Are We Humans or Are We Dancers?

Several major retailers and CPG houses are using software developed by MA-based Affinova to evaluate packaging and other aspects of products usually handled by brand teams and focus groups. Affinnova's premise is that consumer markets evolve like the natural world: the strong products survive while weaker ones die out. Using a "genetic algorithm" called IDDEA, they recreate this evolution in a series of generations covering possible products or packaging until the strongest design emerges. While not really machine-designed (human managers oversee the testing and choose options from every consecutive generation), the software speeds up and streamlines the process over what is able to process and analyze these preferences in a way no focus group can accomplish Because Affinnova's surveys include consumer profiles that contain basic demographic information, customer beliefs, consumer habits, with such data splicing especially useful in brand redesign.

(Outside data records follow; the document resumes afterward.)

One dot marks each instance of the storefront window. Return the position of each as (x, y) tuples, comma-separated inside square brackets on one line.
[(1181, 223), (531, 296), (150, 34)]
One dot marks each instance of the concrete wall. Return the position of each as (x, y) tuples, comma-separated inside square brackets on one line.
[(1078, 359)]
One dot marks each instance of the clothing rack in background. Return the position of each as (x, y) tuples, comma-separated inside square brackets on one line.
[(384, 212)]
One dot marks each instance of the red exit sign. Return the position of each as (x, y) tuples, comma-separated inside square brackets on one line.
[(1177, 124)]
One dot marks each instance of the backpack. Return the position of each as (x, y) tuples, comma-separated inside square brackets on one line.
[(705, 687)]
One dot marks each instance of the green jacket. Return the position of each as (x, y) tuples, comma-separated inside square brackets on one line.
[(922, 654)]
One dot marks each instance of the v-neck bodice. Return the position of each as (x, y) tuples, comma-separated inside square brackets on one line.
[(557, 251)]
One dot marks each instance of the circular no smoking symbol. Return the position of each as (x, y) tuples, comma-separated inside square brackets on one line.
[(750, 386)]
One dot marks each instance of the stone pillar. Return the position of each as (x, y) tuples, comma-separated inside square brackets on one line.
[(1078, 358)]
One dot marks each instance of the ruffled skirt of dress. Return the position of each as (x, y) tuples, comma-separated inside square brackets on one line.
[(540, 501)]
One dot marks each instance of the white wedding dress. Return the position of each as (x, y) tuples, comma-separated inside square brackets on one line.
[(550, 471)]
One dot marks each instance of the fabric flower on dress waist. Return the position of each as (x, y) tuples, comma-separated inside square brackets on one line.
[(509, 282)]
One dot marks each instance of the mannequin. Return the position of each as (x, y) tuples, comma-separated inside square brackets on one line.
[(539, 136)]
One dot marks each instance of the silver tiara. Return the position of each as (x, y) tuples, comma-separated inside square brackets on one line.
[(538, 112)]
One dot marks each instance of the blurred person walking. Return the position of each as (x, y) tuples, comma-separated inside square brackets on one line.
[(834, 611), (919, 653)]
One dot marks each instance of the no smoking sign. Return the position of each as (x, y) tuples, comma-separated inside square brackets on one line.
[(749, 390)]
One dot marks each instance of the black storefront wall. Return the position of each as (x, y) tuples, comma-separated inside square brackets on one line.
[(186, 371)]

Affinova is behind the launch of Dannon’s Activia, a probiotic yogurt that generated more than $1bn in sales in Europe. Parent company Groupe Danone of France had two prior unsuccessful attempts at importing a successful European products into the US market. Affinnova's research identified imagery and messaging that appealed to Americans, including expressions such as "body in balance" or "running smoothly" over descriptions of bacteria or cultures. The icon chosen by the software was a sexy photograph of a woman’s abdomen instead of an illustration. Activia sold more than $130MM in 2006 (its 1st year on the market), and $300MM the following year.

In another potentially game-changing use of technology, fragrance-dispensing kiosks in France are relying on face-recognition technology to decide whether the spritzes they deliver should be for men or women. Facial recognition specialist Quividi, which developed the kiosks in partnership with fragrance diffusion device maker Presensia, developed software that first determines the nearby life form is human, then estimates the corresponding gender of the prospective customer, choosing an "appropriate fragrance" to be puffed into the air. The kiosks then "can diffuse up to four different scents up to a 5-meter distance." Similar technology, recently displayed in Japan delivers ads based on the ages and genders of people passing by. NEC’s advertising kiosks “see” people as they approach, check out their facial characteristics and deliver ads based on what they believe to be their relative age and gender. For retailers, the goal is targeting advertising to those consumers most likely to be engaged. But the effort is running headlong into some sticky ethical questions involving personal privacy.

What if face-recognition-powered digital signs and kiosks can identify shoppers by name merely by scanning their faces and matching those images against known images? Such techniques are already being used in airports, with federal agencies comparing file images of suspected terrorists against those that video cameras pick up at the airport. Many applications today—such as Xobni—already scour the Web trying to match images of people with those who are apparently sending E-mail to the application’s user. But with the E-mail effort, the trick is looking for an E-mail address match and then trying to find a photo. Starting with a photo is a much more challenging task. Of course, there’s the question of how reliable such a system would be, especially in the early stages. Face recognition age-verification systems have had more than their share of embarrassingly inaccurate moments, including Japanese teens fooling a cigarette dispensing machine with photos ripped from magazines.